Praktisi pendidikan, Romo Benny
Susetyo, mengatakan bahwa jika pemerintah berniat untuk memperbaiki kualitas
pendidikan di Indonesia maka sebaiknya peningkatan kualitas guru menjadi target
utama yang dilakukan bukan malah merombak secara keseluruhan kurikulum yang
belum sepenuhnya mencapai tujuan.
"Yang pertama itu benahi
guru bukan malah mengutak-atik kurikulum. Saya rasa pemerintah juga tahu kalau
hampir 80 persen guru di Indonesia kualitasnya masih rendah," kata Benny,
saat jumpa pers di Kantor Indonesia Corruption Watch (ICW), Jalan Kalibata
Timur, Jakarta, Rabu (5/12/2012).
Ia menyayangkan bahwa peningkatan
kualitas guru yang harusnya menjadi prioritas justru dikesampingkan oleh
pemerintah. Hal ini terbukti dengan sedikitnya pelatihan yang diterima oleh
para guru di seluruh Indonesia. Padahal semestinya pelatihan yang berfungsi
untuk memperbaiki kualitas guru ini dilaksanakan secara berkala.

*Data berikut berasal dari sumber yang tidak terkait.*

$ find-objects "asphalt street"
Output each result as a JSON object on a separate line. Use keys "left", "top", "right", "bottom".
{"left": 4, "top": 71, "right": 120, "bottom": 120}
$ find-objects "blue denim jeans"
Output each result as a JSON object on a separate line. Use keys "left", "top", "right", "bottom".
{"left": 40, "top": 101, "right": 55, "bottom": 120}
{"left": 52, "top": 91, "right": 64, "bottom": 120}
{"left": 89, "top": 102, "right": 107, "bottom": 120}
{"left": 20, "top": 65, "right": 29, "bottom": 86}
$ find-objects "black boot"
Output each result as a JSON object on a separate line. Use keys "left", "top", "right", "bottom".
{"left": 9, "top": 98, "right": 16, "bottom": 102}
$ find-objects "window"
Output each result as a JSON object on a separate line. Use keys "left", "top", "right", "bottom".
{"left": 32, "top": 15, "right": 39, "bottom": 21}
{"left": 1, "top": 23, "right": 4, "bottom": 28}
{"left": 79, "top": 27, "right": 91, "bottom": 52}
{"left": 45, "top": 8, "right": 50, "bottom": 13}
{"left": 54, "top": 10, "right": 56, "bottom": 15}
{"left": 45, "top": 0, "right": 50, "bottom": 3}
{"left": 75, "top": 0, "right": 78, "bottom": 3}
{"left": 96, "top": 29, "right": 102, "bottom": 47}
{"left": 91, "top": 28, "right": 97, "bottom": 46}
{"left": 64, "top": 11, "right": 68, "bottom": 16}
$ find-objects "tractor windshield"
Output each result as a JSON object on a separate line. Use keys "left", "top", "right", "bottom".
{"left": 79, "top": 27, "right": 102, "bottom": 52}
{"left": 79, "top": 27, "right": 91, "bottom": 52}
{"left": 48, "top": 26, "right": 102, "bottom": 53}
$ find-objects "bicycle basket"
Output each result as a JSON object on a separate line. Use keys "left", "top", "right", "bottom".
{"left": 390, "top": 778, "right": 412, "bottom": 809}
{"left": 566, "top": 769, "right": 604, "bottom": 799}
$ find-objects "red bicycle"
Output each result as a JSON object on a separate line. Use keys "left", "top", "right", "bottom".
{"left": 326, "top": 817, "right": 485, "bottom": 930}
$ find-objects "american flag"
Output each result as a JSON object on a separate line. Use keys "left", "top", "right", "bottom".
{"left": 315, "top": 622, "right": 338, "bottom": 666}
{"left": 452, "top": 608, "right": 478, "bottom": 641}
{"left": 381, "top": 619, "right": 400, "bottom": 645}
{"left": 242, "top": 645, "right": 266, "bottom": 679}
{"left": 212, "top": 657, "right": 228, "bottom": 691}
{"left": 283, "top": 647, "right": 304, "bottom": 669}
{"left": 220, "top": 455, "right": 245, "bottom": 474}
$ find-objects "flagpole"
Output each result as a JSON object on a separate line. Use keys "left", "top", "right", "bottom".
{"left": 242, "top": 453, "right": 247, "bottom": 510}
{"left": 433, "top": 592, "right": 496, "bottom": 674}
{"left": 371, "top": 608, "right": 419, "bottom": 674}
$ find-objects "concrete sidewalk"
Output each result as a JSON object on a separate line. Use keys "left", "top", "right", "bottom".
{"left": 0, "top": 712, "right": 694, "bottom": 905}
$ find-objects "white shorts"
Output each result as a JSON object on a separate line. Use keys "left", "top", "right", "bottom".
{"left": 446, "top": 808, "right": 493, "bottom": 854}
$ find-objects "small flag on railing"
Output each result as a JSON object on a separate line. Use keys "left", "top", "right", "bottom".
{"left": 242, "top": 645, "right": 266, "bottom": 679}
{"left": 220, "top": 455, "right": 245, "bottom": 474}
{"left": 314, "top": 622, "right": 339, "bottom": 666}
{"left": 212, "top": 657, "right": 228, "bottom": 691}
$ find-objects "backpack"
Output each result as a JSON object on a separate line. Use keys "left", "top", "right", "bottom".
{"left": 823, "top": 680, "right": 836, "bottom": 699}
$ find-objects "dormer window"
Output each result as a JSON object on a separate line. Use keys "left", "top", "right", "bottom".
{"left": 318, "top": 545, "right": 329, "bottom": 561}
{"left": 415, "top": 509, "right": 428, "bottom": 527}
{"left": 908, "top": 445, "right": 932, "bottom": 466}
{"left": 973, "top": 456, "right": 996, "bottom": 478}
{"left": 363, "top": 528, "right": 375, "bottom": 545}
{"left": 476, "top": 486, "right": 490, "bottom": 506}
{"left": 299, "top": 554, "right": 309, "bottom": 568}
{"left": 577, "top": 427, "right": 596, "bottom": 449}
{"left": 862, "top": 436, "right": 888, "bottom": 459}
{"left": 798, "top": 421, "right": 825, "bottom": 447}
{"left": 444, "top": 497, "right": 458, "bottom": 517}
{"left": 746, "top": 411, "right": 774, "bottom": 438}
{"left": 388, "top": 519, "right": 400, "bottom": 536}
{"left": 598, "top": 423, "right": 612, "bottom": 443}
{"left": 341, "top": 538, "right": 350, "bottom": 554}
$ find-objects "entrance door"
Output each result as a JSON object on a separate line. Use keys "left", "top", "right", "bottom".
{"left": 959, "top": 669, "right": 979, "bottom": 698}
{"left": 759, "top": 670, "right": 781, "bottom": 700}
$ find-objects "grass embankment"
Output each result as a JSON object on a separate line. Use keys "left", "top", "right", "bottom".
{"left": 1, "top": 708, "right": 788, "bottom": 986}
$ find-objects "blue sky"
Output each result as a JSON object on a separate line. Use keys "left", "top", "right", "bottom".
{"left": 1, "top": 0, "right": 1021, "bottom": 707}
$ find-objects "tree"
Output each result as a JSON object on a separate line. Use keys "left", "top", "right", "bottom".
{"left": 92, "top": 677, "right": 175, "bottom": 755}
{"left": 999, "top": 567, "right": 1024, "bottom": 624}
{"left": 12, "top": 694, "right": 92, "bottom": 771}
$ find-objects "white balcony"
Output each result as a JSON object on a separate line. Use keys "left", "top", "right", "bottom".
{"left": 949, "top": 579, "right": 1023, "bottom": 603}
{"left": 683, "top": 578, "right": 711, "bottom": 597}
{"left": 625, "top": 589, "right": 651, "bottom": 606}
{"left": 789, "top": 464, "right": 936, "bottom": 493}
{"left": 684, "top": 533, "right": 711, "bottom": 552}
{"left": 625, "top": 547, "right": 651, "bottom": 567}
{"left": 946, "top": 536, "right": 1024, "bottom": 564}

"Harusnya kan pelatihannya
rutin. Ini guru sudah bertahun-tahun hanya sekali melakukan training,"
ujar Benny.
Sekretaris Jenderal Federasi
Serikat Guru Indonesia (FSGI), Retno Listyarti, membenarkan bahwa pemerintah
tidak pernah sungguh-sungguh meningkatkan kualitas guru. Ini terbukti dari
survei yang dilakukan pihaknya pada guru-guru yang tersebar di 20 daerah. Dari
survei tersebut, sebanyak 62 persen guru Sekolah Dasar (SD) tidak pernah
mendapat pelatihan.
"Bayangkan saja itu. Padahal
perubahan kurikulum paling besar ada di tingkat dasar. Tapi pelatihannya justru
paling minim," jelas Retno.
"Minimnya pelatihan ini
jugaa terbukti, guru di daerah pelosok sudah 33 tahun tidak pernah ikut
pelatihan. Untuk kota besar, rata-rata dalam lima tahun hanya sekali
pelatihan," imbuhnya.
Sementara itu, Uji Kompetensi
Guru (UKG) yang selalu disebut oleh pemerintah sebagai salah satu instrumen
peningkatan kualitas guru tidak memiliki dampak yang signifikan. Menurutnya,
UKG sendiri hanya sekadar menegaskan dan memperjelas bahwa kualitas guru di
Indonesia memang masih rendah.
"Jadi bukan terus menjadi
solusi dan langkah untuk peningkatan kualitas guru. Jatuhnya hanya membenarkan
bahwa kualitas guru di Indonesia memang banyak yang rendah," ungkapnya.
Beberapa waktu lalu, Menteri
Pendidikan dan Kebudayaan Mohammad Nuh, mengatakan bahwa guru yang mengikuti
kurikulum bukan sebaliknya. Pasalnya, jika menunggu peningkatan kualitas guru
maka tak akan ada perubahan kurikulum yang harusnya terjadi mengikuti
perkembangan zaman.
"Bukan kurikulum yang
menyesuaikan guru tapi sebaliknya. Kalau menunggu guru, mau kapan kurikulum
diubah sedangkan perkembangan zaman tidak menunggu," ujar Nuh.